We are curious if large language models behave consistently when user prompts contain typos. To explore this, we ran a small experiment injecting typos into BigCodeBench and evaluated several Claude models under increasing noise levels. As the typo rate rose to 16%, Opus’ accuracy dropped by 9%. Surprisingly, Haiku’s accuracy increased by 22%.
This post examines this unexpected “typo uplift” phenomenon and explores why noise appears to help certain models.
Do Typos Make Haiku Try Harder?
We first hypothesize that Haiku's capabilities increased because harder-to-read text makes Haiku think harder. This aligns with observed results in humans that difficult fonts make students retain knowledge better, as it forces them to expend more effort. As a proxy for effort, we plotted the number of output tokens generated by both models[1]. Contrary to our hypothesis, the number of output tokens decreased by typo rate.
Typos don't make models think harder. As typo rates increase, the output lengths of Haiku and Opus go down.
The Anomaly is Haiku-Specific
We then tested if other small models have this typo uplift anomaly. We found that both Haiku 3.5 and 4.5 have this effect of increased accuracy as typos increase, while other smaller models from the Gemini, GPT, Qwen and Llama families do not have this effect.
Accuracy of Haiku models increases with typo rate, while other models don't see an increase.
The Anomaly is Benchmark-Specific
We then tested whether the typo uplift anomaly holds on other benchmarks. We chose BBH and GPQA Diamond since Haiku struggles reasonably without introducing typos. Here, we no longer observed the typo uplift anomaly, and Haiku's capabilities decreased with typo rates.

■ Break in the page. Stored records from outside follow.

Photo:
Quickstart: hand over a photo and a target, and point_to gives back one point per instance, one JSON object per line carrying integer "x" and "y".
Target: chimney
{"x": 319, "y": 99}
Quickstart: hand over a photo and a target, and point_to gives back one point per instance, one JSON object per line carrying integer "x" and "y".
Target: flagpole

Haiku's performance in BIG-Bench Hard and GPQA don't see an increase with typo rates, so the effect is specific to BigCodeBench.
The Culprit
Going back to our eval logs, we found that for a single BigCodeBench prompt, Haiku and Opus often generated multiple code blocks[2]. As typo rate increases, Haiku shifts its behavior ~20% of the time from generating multiple code blocks to generating just one single code block.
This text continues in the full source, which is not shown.